The sensational "un-coverage" of the sexual assault on an international student from the Tata Institute of Social Sciences (TISS), Mumbai, has generated wide discussion.

The most immoral of the reporting has been in the Mumbai Mirror, one of a family of tabloids published by the Times of India group. As an editor and working journalist since 1983 and a teacher of journalism in Pune since 1987, I am horrified by this reportage, which violates all the ethics of journalism. The reporters who covered the story, the sub-editors who allowed it to pass, and the editor in whose name the paper is published, deserve to be severely censured by the community of professional journalists.

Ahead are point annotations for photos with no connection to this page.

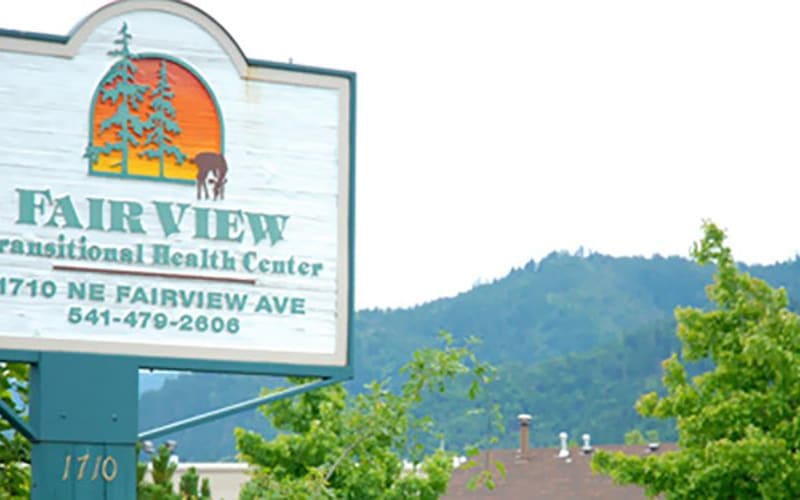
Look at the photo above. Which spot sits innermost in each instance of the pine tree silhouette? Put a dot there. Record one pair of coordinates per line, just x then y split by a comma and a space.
119, 87
161, 124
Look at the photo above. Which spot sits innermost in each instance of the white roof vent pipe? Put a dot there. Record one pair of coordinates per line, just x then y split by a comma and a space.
564, 451
586, 449
524, 434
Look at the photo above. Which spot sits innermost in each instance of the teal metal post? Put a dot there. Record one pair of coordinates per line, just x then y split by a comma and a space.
83, 413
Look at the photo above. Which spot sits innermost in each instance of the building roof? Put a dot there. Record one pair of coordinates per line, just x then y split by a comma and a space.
544, 475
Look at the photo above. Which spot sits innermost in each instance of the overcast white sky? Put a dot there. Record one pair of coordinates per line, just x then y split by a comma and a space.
490, 133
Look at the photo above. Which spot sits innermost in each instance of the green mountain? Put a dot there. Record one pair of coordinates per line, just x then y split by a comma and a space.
576, 339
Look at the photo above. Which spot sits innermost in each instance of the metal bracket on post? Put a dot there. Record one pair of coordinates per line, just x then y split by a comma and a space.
83, 412
237, 408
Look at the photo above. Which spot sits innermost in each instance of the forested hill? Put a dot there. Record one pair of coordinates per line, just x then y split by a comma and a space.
576, 339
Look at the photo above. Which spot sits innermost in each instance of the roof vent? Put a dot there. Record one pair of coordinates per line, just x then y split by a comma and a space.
586, 449
524, 434
564, 452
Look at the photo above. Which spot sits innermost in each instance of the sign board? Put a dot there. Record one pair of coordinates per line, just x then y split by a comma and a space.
165, 198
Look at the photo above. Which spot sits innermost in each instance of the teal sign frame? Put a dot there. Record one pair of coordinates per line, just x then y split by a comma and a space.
83, 413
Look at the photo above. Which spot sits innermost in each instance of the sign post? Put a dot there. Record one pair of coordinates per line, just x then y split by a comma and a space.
167, 203
83, 409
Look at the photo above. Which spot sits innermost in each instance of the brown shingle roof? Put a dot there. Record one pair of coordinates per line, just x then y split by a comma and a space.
543, 475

Among the many protests against the sickening coverage is an article entitled, “Who is the Sleaziest of Them All”, written by Shilpa Phadke, a sociologist, researcher and pedagogue; Anjali Monteiro and KP Jayasankar, documentary film makers and academics, who teach and research in the area of media and cultural studies.

The protest features in “Ultra Violet” a superb blog taken out by a community of young feminists blogging on various issues, challenges, and triumphs that affect women in India today. Ultra Violet, in turn, is an initiative of the Hengasara Hakkina Sangha, a women’s rights resource centre. You may write to them at: ultraviolet.editor[at]

I am not actively attached to any publication today and so I am unable to take up this issue as a professional journalist from inside a newspaper. However, through my blog “Against the Tide” I want to raise my voice, instigate and rouse each and every one of my students (past and present), friends and colleagues everywhere, to completely familiarise themselves with the various issues at stake.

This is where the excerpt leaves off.